Reduced chi square values versus F-tests for second shell fits
Dear All, Would it be recommended to compare reduced chi square (RCS) values from the fit of the second shell only? While fitting the second shell only, the differences between RCS values of different models can be greater than when including both the first and second shells in the fit. For example, the RCS values of model 1 and model 2 for fits of the first and second shells versus just the second shell are 45 and 18, and then 60 and 17, respectively. This to me indicates that fitting the second shell separately from the first gave me a slightly better description of the misfit in that R-range. Regardless of the fitting range the RCS values say model 2 improves the fit significantly. However, if I use an F-test to compare models while fitting the second shell only, I’ve found that the difference between the models is actually less important than when including both the first and second shells in the fit. For examples, the F-test values of model 1 versus model 2 for fits of the first and second shell versus just the second shell are P=0.047 and then P=0.113, respectively. This is perhaps caused by the small R-range and hence decreased Nind when fitting the second shell only. However, it also indicates to me that the F-test says perhaps one fitting model is not such an improvement on the fit as I thought it was based purely on the decrease in RCS value. I assume significant decreases in RCS values to be about >2x, and P <0.05 for the F-test. Should RCS values and F-tests for comparing fitting models only be used when fitting two shells together or can they be used when just fitting the second shell? Kind regards, Matt Siebecker
Statistical parameters can be used with any kind of fit. I would consider that as a sort of tautology. Given that a fit is performed within a particular statistical framework, the tools standard to that framework are the tools to use. Our software does not police that your fitting model is defensible, only that it is expressed correctly in a numerical sense. Thus RCS and other statistical parameters are always well defined. That said, I am very skeptical of any analysis of only the second shell. I explain my reasoning in some detail here: http://www.mail-archive.com/ifeffit@millenia.cars.aps.anl.gov/msg03563.html If I understand you correctly, you are doing something similar to what that other person was doing. By not including the first shell in the fit, you are artificially excluding correlations between the two spectral regions and between the parameters you use to model them. I have no doubt that you are better able to model the Fourier components of the second shell in the limited sense of evaluating misfit when you exclude the first shell from the fit. You made the rather arbitrary decision to exclude a major source of uncertainty from your fitting model. That does not make your fit more defensible. Of course, there is always the possibility that I didn't quite understand the question.... B http://www.mail-archive.com/ifeffit@millenia.cars.aps.anl.gov/msg03563.html On Thursday, March 21, 2013 01:05:27 PM Matt Siebecker wrote:
Dear All,
Would it be recommended to compare reduced chi square (RCS) values from the fit of the second shell only? While fitting the second shell only, the differences between RCS values of different models can be greater than when including both the first and second shells in the fit. For example, the RCS values of model 1 and model 2 for fits of the first and second shells versus just the second shell are 45 and 18, and then 60 and 17, respectively. This to me indicates that fitting the second shell separately from the first gave me a slightly better description of the misfit in that R-range. Regardless of the fitting range the RCS values say model 2 improves the fit significantly.

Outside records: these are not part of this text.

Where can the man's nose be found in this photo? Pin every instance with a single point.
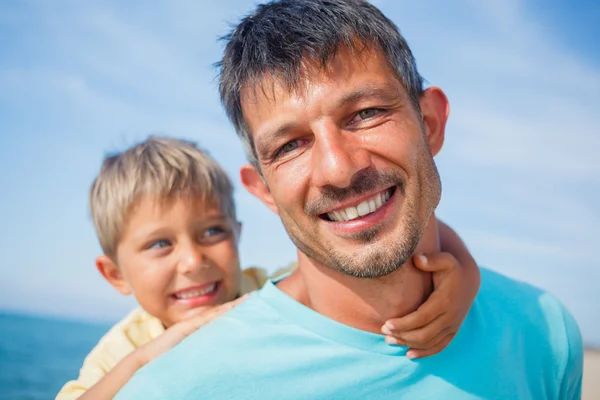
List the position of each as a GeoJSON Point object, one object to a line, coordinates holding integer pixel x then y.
{"type": "Point", "coordinates": [191, 258]}
{"type": "Point", "coordinates": [337, 157]}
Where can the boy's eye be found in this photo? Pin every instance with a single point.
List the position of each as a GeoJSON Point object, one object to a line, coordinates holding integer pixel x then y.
{"type": "Point", "coordinates": [215, 230]}
{"type": "Point", "coordinates": [159, 244]}
{"type": "Point", "coordinates": [213, 235]}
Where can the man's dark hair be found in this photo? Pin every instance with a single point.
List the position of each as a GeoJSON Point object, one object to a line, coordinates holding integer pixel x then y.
{"type": "Point", "coordinates": [280, 35]}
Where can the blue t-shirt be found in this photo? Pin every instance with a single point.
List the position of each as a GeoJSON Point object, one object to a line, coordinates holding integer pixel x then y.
{"type": "Point", "coordinates": [517, 342]}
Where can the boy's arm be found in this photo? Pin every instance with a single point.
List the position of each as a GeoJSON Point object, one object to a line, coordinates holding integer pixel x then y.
{"type": "Point", "coordinates": [116, 378]}
{"type": "Point", "coordinates": [430, 328]}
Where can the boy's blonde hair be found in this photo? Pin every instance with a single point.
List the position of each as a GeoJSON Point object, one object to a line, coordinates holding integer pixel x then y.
{"type": "Point", "coordinates": [163, 168]}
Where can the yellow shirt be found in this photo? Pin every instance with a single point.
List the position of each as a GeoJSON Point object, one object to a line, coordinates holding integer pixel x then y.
{"type": "Point", "coordinates": [133, 331]}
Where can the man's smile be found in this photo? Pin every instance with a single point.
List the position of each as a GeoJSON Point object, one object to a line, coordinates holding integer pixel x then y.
{"type": "Point", "coordinates": [360, 208]}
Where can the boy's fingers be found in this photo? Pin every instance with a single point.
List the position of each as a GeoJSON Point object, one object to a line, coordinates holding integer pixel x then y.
{"type": "Point", "coordinates": [435, 262]}
{"type": "Point", "coordinates": [424, 315]}
{"type": "Point", "coordinates": [189, 326]}
{"type": "Point", "coordinates": [423, 337]}
{"type": "Point", "coordinates": [420, 353]}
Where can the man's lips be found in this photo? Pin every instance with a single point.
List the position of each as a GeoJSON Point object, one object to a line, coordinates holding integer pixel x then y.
{"type": "Point", "coordinates": [360, 208]}
{"type": "Point", "coordinates": [196, 291]}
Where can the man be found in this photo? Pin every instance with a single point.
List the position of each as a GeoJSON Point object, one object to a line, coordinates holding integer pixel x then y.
{"type": "Point", "coordinates": [341, 137]}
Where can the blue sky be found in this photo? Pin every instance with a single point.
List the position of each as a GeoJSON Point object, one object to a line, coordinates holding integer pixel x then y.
{"type": "Point", "coordinates": [521, 179]}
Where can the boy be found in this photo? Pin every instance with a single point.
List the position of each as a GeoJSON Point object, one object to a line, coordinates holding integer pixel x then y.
{"type": "Point", "coordinates": [165, 218]}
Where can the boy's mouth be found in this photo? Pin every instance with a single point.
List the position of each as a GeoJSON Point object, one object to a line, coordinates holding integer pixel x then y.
{"type": "Point", "coordinates": [197, 291]}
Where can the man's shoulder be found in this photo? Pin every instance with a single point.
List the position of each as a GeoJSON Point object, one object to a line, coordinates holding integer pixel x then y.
{"type": "Point", "coordinates": [532, 311]}
{"type": "Point", "coordinates": [233, 340]}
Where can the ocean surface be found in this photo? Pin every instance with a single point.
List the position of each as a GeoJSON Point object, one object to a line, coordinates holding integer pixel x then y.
{"type": "Point", "coordinates": [39, 354]}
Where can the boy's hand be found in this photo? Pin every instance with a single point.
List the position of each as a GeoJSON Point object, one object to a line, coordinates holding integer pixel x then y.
{"type": "Point", "coordinates": [430, 328]}
{"type": "Point", "coordinates": [176, 333]}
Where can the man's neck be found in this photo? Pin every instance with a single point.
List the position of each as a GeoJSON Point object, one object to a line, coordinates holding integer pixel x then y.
{"type": "Point", "coordinates": [363, 303]}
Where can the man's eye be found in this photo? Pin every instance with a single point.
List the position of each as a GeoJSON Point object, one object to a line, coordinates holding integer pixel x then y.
{"type": "Point", "coordinates": [286, 148]}
{"type": "Point", "coordinates": [289, 146]}
{"type": "Point", "coordinates": [213, 231]}
{"type": "Point", "coordinates": [368, 113]}
{"type": "Point", "coordinates": [159, 244]}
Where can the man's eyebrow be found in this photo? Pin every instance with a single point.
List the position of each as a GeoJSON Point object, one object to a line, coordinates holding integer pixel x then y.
{"type": "Point", "coordinates": [383, 92]}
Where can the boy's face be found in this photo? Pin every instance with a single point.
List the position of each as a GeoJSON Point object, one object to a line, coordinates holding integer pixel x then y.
{"type": "Point", "coordinates": [179, 258]}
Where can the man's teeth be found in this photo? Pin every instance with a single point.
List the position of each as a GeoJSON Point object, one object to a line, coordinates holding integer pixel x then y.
{"type": "Point", "coordinates": [366, 207]}
{"type": "Point", "coordinates": [196, 293]}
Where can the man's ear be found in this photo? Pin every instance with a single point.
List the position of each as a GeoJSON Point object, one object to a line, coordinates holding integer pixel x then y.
{"type": "Point", "coordinates": [255, 184]}
{"type": "Point", "coordinates": [435, 109]}
{"type": "Point", "coordinates": [112, 274]}
{"type": "Point", "coordinates": [237, 230]}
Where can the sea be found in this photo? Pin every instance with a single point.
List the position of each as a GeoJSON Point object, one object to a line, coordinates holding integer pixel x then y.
{"type": "Point", "coordinates": [39, 354]}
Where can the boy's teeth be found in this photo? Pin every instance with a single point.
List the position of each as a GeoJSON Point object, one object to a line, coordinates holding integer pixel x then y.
{"type": "Point", "coordinates": [196, 293]}
{"type": "Point", "coordinates": [366, 207]}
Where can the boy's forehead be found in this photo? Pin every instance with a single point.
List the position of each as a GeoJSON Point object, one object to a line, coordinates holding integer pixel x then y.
{"type": "Point", "coordinates": [195, 205]}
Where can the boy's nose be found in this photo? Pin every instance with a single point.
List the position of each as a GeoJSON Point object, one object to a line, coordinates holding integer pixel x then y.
{"type": "Point", "coordinates": [191, 260]}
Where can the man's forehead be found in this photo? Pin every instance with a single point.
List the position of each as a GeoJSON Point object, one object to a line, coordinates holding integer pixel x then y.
{"type": "Point", "coordinates": [271, 86]}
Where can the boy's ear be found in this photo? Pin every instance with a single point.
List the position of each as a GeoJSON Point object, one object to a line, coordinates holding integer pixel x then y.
{"type": "Point", "coordinates": [435, 109]}
{"type": "Point", "coordinates": [112, 274]}
{"type": "Point", "coordinates": [255, 184]}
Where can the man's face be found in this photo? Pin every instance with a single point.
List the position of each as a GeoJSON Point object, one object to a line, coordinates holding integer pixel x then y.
{"type": "Point", "coordinates": [345, 163]}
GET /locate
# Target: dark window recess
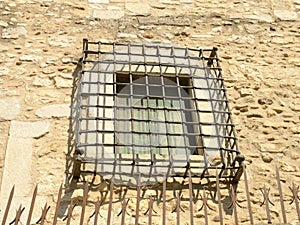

However, if I use an F-test to compare models while fitting the second shell only, I’ve found that the difference between the models is actually less important than when including both the first and second shells in the fit. For examples, the F-test values of model 1 versus model 2 for fits of the first and second shell versus just the second shell are P=0.047 and then P=0.113, respectively. This is perhaps caused by the small R-range and hence decreased Nind when fitting the second shell only. However, it also indicates to me that the F-test says perhaps one fitting model is not such an improvement on the fit as I thought it was based purely on the decrease in RCS value. I assume significant decreases in RCS values to be about >2x, and P <0.05 for the F-test.
Should RCS values and F-tests for comparing fitting models only be used when fitting two shells together or can they be used when just fitting the second shell?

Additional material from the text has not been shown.